Plan ahead: CNA's Practical Nursing program at many campuses has limited seats and admission is competitive. Apply early and have your documentation package ready by the fall deadline for programs starting the following September.
Campuses Relevant to NL Homeschool Families
CNA's main campuses are in St. John's (Prince Philip Drive), Corner Brook, Stephenville, Gander, Grand Falls-Windsor, Carbonear, and Happy Valley-Goose Bay. The Happy Valley-Goose Bay campus serves Labrador families and has strong connections to natural resources and technology programs relevant to the region. Online and blended delivery has expanded significantly, which is relevant for students in outport communities who cannot easily relocate.

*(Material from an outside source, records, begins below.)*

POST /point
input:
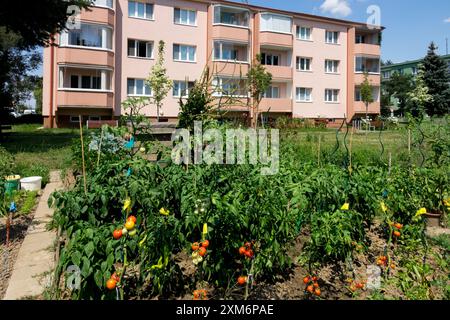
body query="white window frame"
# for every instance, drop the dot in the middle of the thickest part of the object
(272, 89)
(188, 55)
(268, 29)
(334, 66)
(187, 89)
(299, 33)
(298, 95)
(334, 40)
(188, 23)
(333, 91)
(143, 89)
(148, 43)
(230, 24)
(135, 15)
(299, 64)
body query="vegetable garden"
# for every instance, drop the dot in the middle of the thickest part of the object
(140, 229)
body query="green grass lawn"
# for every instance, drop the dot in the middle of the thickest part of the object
(37, 151)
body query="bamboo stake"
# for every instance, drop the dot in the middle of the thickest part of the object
(82, 155)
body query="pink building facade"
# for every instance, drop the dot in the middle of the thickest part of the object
(317, 63)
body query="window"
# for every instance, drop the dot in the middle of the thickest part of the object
(137, 87)
(187, 17)
(359, 38)
(303, 33)
(272, 92)
(387, 74)
(331, 95)
(276, 23)
(103, 3)
(332, 37)
(230, 51)
(231, 15)
(304, 94)
(366, 64)
(331, 66)
(88, 35)
(270, 59)
(181, 88)
(184, 53)
(304, 64)
(140, 10)
(142, 49)
(75, 119)
(229, 87)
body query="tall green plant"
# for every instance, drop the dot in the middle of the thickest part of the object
(158, 80)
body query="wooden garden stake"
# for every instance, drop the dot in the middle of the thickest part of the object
(99, 148)
(82, 155)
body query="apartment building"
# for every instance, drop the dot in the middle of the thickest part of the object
(317, 63)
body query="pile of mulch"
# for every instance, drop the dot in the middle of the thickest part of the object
(8, 254)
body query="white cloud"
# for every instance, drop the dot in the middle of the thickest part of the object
(339, 8)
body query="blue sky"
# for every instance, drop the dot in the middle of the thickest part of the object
(410, 24)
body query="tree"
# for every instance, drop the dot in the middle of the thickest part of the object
(437, 79)
(366, 93)
(419, 97)
(158, 80)
(399, 85)
(258, 81)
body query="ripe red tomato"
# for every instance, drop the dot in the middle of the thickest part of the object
(399, 226)
(111, 284)
(202, 251)
(115, 277)
(117, 234)
(242, 280)
(205, 244)
(249, 253)
(132, 218)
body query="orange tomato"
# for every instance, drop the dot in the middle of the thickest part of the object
(242, 280)
(202, 251)
(117, 234)
(111, 284)
(195, 246)
(205, 244)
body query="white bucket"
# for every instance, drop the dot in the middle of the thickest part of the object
(31, 183)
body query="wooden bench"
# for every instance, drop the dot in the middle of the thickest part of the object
(97, 124)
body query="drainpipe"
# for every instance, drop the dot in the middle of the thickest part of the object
(52, 71)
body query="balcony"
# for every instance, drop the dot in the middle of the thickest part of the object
(84, 55)
(269, 39)
(280, 72)
(85, 98)
(275, 105)
(98, 15)
(368, 49)
(226, 32)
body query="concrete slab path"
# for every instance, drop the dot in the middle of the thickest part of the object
(36, 257)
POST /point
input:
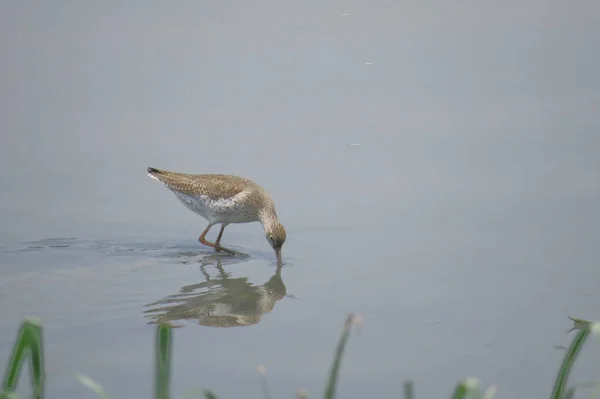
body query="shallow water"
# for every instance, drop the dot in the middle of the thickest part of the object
(436, 171)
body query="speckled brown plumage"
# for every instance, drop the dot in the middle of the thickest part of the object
(224, 199)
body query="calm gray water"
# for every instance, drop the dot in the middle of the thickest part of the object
(436, 167)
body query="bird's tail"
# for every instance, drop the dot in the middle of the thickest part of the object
(174, 181)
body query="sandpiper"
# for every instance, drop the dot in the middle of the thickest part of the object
(225, 199)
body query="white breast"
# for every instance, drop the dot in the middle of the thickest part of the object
(225, 210)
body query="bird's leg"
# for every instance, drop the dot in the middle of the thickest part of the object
(218, 242)
(203, 240)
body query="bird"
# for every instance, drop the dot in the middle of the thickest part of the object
(225, 199)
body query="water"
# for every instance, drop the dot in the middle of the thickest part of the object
(448, 192)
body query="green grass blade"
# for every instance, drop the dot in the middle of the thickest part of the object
(335, 367)
(162, 364)
(29, 342)
(560, 384)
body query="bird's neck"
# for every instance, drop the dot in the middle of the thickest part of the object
(268, 217)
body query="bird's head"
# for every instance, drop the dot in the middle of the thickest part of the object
(275, 233)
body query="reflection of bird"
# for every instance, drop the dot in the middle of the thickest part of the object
(578, 324)
(224, 302)
(225, 199)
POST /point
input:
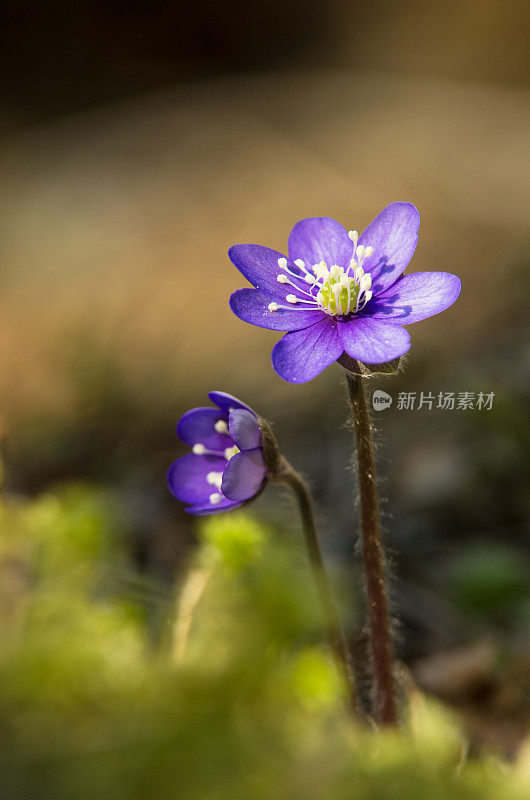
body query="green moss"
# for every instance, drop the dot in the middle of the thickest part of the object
(249, 705)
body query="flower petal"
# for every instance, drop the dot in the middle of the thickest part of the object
(244, 429)
(415, 297)
(244, 474)
(186, 477)
(301, 355)
(251, 305)
(227, 402)
(372, 341)
(197, 427)
(393, 235)
(320, 239)
(202, 509)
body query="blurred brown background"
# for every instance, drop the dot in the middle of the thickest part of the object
(139, 142)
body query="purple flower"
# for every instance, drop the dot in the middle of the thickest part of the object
(226, 466)
(337, 292)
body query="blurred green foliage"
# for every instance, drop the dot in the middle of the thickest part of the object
(241, 703)
(490, 580)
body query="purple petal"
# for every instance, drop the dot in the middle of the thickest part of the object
(244, 429)
(197, 427)
(320, 239)
(227, 402)
(393, 235)
(259, 265)
(301, 355)
(244, 474)
(372, 341)
(251, 305)
(202, 509)
(186, 477)
(415, 297)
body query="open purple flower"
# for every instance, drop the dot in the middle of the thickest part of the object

Building the Right Documentation from Day One
The strongest position a homeschooling family in NL can take is to treat documentation as a running record, not a last-minute scramble. Your Form 312B progress reports, your subject-by-subject course records, and your student's test results all become raw material for the transcript you'll submit to CNA.
For families thinking ahead to CNA specifically, a few practical steps:
- Map your homeschool courses to NL curriculum outcomes — this makes the subject translation legible to an admissions officer.

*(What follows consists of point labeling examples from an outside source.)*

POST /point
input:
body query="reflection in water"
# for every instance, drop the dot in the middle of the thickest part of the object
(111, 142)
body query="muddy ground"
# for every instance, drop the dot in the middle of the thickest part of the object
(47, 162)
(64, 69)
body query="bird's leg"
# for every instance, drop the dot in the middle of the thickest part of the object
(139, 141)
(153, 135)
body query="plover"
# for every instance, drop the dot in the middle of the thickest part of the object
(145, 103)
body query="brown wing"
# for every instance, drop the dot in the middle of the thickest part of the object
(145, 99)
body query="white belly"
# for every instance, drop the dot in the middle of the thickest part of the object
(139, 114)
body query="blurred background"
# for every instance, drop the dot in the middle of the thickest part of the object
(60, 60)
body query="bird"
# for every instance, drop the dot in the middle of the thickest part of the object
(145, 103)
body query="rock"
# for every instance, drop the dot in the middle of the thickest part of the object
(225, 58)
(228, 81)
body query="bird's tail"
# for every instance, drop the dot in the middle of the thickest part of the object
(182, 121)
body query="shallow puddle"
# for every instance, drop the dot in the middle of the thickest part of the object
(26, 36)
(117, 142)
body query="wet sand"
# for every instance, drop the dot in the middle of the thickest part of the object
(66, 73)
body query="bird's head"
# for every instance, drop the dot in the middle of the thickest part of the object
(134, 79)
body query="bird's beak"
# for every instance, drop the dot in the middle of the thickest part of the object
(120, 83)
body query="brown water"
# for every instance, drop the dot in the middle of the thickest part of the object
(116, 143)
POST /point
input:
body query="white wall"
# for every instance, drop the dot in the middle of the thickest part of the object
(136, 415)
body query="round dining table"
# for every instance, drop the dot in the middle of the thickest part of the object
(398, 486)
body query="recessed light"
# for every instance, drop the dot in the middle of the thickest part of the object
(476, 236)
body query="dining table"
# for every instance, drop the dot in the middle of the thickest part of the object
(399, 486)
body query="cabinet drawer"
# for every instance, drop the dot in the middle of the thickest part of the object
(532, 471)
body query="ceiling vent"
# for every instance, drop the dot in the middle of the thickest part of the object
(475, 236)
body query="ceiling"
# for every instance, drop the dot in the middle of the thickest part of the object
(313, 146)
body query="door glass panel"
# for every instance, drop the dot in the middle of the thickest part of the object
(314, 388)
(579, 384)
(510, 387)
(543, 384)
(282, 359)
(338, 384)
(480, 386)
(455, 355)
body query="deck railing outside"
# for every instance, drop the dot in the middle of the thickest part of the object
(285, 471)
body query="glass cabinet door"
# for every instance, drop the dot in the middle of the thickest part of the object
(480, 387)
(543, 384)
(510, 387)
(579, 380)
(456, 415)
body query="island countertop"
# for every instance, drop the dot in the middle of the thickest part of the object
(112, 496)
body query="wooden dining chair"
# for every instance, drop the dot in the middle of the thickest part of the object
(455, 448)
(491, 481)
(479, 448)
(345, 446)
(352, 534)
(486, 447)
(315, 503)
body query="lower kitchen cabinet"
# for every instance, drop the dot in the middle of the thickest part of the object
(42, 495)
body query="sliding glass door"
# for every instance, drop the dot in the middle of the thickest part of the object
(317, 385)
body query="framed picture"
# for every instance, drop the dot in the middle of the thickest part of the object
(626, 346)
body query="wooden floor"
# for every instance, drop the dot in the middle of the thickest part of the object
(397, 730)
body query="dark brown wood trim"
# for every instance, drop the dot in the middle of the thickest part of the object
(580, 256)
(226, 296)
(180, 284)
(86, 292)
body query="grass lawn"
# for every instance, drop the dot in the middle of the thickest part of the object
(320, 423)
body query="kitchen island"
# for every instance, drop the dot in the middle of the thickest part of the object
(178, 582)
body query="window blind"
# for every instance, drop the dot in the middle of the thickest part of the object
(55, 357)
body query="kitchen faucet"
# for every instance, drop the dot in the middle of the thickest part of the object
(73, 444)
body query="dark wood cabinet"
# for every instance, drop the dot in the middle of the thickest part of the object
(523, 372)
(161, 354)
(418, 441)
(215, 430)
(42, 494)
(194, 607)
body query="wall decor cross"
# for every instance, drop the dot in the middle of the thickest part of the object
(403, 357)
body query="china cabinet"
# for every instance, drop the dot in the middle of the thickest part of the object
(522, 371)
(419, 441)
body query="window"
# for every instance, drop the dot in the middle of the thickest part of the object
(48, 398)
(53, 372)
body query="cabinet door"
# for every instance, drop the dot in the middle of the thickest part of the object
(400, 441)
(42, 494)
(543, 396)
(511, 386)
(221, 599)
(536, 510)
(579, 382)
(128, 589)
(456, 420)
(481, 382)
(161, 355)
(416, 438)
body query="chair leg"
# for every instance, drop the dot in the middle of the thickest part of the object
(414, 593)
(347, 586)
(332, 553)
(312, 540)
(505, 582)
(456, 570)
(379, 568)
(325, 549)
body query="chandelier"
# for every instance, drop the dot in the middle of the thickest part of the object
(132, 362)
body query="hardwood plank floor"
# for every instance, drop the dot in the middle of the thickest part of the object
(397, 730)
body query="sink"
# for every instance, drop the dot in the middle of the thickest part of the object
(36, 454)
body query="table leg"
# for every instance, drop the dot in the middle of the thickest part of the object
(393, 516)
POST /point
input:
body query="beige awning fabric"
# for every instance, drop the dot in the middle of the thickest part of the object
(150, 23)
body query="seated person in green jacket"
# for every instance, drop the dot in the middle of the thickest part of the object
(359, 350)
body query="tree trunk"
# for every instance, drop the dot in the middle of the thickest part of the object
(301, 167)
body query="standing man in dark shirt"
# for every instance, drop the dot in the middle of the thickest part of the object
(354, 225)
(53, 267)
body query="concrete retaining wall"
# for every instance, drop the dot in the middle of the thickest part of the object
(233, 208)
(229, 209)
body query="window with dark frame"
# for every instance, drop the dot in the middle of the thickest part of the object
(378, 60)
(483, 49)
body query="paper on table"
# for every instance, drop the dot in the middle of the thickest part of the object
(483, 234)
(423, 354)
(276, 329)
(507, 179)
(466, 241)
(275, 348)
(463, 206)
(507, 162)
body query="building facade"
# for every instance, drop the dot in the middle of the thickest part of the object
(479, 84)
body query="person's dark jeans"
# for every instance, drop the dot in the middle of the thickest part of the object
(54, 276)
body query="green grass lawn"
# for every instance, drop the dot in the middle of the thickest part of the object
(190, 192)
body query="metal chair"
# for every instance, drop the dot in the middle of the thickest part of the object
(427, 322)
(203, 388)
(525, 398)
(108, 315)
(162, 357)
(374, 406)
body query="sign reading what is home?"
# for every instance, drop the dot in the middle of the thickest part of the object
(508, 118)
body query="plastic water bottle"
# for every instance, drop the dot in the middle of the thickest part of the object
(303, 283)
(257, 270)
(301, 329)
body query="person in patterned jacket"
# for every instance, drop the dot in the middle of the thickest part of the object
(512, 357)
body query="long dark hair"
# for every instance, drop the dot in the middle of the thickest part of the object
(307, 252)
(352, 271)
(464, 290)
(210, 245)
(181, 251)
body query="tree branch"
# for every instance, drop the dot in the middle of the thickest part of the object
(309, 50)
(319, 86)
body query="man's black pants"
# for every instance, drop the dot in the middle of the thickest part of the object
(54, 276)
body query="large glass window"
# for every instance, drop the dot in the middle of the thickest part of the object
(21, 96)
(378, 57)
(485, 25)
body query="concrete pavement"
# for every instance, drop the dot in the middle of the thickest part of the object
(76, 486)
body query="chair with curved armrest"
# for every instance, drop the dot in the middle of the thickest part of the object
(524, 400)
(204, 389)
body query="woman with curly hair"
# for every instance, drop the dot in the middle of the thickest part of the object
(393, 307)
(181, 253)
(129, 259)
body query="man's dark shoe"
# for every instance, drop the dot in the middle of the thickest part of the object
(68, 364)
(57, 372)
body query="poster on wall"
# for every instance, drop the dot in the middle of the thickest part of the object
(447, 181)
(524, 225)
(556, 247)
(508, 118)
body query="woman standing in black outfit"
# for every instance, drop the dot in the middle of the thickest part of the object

- Note grades and assessment methods for each course, not just completion.
- Keep dated work samples for math and English coursework — these are what a portfolio review will draw from.

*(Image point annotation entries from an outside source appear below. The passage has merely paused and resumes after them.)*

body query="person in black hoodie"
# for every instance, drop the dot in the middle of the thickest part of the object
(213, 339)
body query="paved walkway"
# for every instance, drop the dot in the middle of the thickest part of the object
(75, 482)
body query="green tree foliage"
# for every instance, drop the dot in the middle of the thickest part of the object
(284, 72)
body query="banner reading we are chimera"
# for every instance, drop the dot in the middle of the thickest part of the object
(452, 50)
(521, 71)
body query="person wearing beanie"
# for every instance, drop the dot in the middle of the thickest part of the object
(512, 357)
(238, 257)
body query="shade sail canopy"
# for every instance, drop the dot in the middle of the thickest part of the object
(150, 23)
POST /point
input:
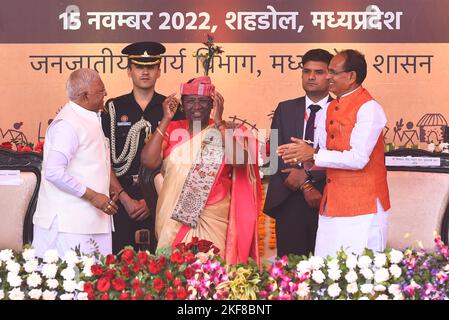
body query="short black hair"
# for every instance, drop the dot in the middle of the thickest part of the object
(355, 61)
(320, 55)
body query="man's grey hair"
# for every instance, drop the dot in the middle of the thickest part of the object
(79, 82)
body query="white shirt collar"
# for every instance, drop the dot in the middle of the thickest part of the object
(322, 103)
(83, 111)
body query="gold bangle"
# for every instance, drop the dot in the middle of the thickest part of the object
(161, 133)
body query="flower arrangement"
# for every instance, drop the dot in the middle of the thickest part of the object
(195, 271)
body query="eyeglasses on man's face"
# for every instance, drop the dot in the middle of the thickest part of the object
(190, 102)
(332, 72)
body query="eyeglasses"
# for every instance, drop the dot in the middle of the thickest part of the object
(190, 102)
(334, 73)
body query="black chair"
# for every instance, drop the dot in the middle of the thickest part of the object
(18, 202)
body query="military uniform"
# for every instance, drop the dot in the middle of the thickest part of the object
(127, 113)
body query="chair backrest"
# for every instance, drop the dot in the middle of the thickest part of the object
(18, 202)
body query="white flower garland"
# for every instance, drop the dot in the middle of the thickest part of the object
(131, 144)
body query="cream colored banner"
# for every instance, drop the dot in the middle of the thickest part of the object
(409, 80)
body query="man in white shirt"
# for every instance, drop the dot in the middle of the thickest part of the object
(289, 200)
(353, 212)
(73, 207)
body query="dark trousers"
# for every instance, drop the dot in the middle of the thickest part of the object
(296, 226)
(125, 227)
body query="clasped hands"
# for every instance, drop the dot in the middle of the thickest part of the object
(295, 152)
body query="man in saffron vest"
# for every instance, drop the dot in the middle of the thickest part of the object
(74, 208)
(353, 211)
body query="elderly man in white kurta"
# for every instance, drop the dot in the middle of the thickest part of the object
(354, 208)
(73, 207)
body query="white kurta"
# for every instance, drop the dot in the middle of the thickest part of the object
(353, 233)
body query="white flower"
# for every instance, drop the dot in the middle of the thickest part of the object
(367, 273)
(318, 276)
(49, 295)
(68, 273)
(35, 294)
(82, 296)
(29, 254)
(316, 262)
(366, 288)
(333, 290)
(16, 294)
(6, 255)
(71, 258)
(12, 266)
(364, 262)
(51, 256)
(303, 290)
(31, 265)
(351, 276)
(351, 261)
(380, 287)
(352, 288)
(13, 279)
(395, 289)
(334, 274)
(67, 296)
(395, 270)
(380, 259)
(381, 275)
(34, 280)
(333, 264)
(396, 256)
(303, 266)
(49, 270)
(80, 286)
(69, 285)
(52, 283)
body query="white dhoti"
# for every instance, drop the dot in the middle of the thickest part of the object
(353, 234)
(52, 239)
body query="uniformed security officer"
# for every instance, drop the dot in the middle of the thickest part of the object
(128, 121)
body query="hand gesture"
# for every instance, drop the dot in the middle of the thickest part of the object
(169, 106)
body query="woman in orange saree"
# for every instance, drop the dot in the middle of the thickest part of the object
(211, 186)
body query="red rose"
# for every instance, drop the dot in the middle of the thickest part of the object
(109, 273)
(188, 273)
(103, 284)
(177, 257)
(137, 267)
(190, 257)
(177, 283)
(138, 294)
(153, 267)
(118, 284)
(110, 259)
(125, 271)
(181, 293)
(136, 284)
(6, 145)
(170, 294)
(143, 257)
(96, 270)
(162, 261)
(124, 296)
(169, 275)
(128, 256)
(88, 287)
(158, 284)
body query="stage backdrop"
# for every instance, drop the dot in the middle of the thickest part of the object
(405, 43)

- If there's a prerequisite gap (e.g., Grade 12 pre-calculus), plan a CDLI course rather than trying to document it entirely through homeschool records.
The Newfoundland and Labrador Homeschool Portfolio Kit includes a subject translation matrix and transcript template designed for exactly this kind of post-secondary preparation — mapping homeschool courses to the NL credit structure CNA and other institutions recognize.
The Honest Picture
CNA is more accessible for homeschool graduates than many families assume. It is not MUN — there is no formal personal statement process or rigid admissions policy. The admissions staff are pragmatic and have seen home-educated applicants before. What trips families up is showing up without documentation, or with documentation that doesn't speak the language admissions officers are used to seeing.
Build your records well, complete any CDLI prerequisites early, and contact the specific campus and program you're targeting. That direct conversation will tell you more than any general admissions page.